I know you’ll forgive me for not reading and writing about books right now. It’s been a week and two days since Dad died… and… well, I don’t feel like reading anything. So far, I spend my days in kind of a numb recognition that something profound has changed. I do what must be done but not much more. Except think… and think.
I left nothing unsaid. I told Dad I loved him, often twice, every Sunday morning when we talked on the phone. The first Sunday after he passed was a fog. My sister was with my mom and I knew my usual phone call would be postponed. It felt like a canon ball was shot into my day… and it left a gaping hole. I missed talking to them both… having things be… normal.
“I love you soooooo much!” I’d say… sounding like a child, I know… realizing now (with the benefit of hindsight) that I’d been keeping things simple for his benefit… but also for mine. He started showing signs of dementia after his recent surgeries. He remembered the important things, like people he knew and loved.

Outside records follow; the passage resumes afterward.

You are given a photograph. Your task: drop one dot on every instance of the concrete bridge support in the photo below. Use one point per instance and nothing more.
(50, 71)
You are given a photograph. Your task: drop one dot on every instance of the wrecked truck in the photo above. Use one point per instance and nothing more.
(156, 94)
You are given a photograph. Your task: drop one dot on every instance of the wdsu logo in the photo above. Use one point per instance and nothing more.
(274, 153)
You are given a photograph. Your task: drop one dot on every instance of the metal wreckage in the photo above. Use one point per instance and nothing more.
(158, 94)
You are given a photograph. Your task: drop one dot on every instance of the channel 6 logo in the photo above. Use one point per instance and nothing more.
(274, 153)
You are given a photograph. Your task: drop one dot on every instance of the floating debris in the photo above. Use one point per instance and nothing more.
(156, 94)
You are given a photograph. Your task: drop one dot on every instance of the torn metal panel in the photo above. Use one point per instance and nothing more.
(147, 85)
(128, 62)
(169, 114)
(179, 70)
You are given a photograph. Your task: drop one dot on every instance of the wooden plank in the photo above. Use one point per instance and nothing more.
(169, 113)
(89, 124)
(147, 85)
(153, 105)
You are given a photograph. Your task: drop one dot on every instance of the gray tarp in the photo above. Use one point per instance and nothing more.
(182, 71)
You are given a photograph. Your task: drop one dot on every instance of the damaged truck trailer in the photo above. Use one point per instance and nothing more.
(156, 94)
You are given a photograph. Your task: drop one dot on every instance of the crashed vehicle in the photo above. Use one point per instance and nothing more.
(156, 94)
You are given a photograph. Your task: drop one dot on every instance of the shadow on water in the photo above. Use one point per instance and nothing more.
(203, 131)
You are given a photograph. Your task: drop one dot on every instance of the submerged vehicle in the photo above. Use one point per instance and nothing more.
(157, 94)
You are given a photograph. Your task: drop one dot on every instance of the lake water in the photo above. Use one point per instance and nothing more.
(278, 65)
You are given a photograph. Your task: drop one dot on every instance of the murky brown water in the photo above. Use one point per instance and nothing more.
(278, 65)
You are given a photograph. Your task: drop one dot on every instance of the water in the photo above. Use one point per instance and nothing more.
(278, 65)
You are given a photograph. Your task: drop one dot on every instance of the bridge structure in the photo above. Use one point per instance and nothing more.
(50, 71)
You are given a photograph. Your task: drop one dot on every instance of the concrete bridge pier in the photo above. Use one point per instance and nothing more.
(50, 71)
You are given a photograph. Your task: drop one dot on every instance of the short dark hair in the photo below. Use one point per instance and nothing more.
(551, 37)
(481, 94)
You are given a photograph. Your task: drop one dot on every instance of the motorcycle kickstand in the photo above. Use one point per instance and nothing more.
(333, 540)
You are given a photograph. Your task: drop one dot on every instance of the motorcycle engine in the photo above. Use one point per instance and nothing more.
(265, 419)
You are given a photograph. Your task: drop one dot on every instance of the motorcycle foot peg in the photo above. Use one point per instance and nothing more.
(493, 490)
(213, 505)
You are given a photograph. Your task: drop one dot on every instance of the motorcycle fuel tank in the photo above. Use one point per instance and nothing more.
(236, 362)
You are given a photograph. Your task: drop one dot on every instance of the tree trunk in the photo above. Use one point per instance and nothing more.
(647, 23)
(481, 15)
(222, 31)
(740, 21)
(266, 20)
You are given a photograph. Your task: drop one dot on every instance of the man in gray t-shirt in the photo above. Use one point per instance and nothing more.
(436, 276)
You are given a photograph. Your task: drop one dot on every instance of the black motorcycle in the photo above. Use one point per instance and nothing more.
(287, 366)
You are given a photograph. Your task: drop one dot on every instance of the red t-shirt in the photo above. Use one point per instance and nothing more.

He was mostly himself… except… he forgot things a lot. Repeated questions as if I hadn’t just answered… and that was okay with me. I had the luxury of distance. This wasn’t an everyday or every hour occurrence. I would have allowed him to say the same thing a hundred times just to hear his voice. I looked forward to those Sunday calls.
Dad always asked two questions: What’s the weather like there? What are you doing today?
So, I’d like to answer those questions… for Dad… and for you, my readers…
The weather is so interesting at this time of year. There’s leftover snow… but not a lot. The sun is shining and it looks like spring is on the way. Birds are chirping! But it’s freezing-azz cold! You still need a winter coat. Well, I do, being I’m originally from California and I’ve never fully gotten used to minus-anything weather.
Lake Ontario is incredibly gorgeous, I’d say…
Just look at the difference in color from the shoreline to the depths.
The skies are filled with clouds hitching-a-ride on the breezes.
What’s it like where you are, I’d ask Dad… but instead, I will ask you! What’s it like where you are?
As far as what I’m doing… well…
I’m allowing myself the room to simply do whatever I want to grieve and move forward.
Reading, for some reason, feels too heavy right now. I have a half-finished – quite wonderful book! – sitting on my night table, beckoning.
I will be sharing more about it when I’m done. It’s very engaging so far!
I bought a new coffee mug that makes me smile!
And then, I’ve been making my own little meme-things to post on Instagram.
I’m creating little spaces with beautiful things, like this tree above my accessories. Her name is Ruby, like my car. I’ve told you about this awesome website before: Here’s my post about the author and her creations.
And the coolest thing happened!!! The authors of a book I reviewed HERE (A Walk in the Wood) contacted me and shared my review – actually QUOTING it – on ALL their social media. Wild, eh?
So, yeah, I’ve been doing some things and stuff, as Tess used to say. Tess is our beloved first cat who crossed the Rainbow Bridge 5 1/2 years ago. She taught us her language. Just for fun-sies, here she is during one of her morning yoga routines. Look at that face!
At the end of our Sunday talks, I would say, “I love you!” Dad would say, “I love you too. Be sure to tell Richard I say hello.”
I would say, “He always says to say hello back! We love you, Dad.” <<< I did a little repeating of my own, you see.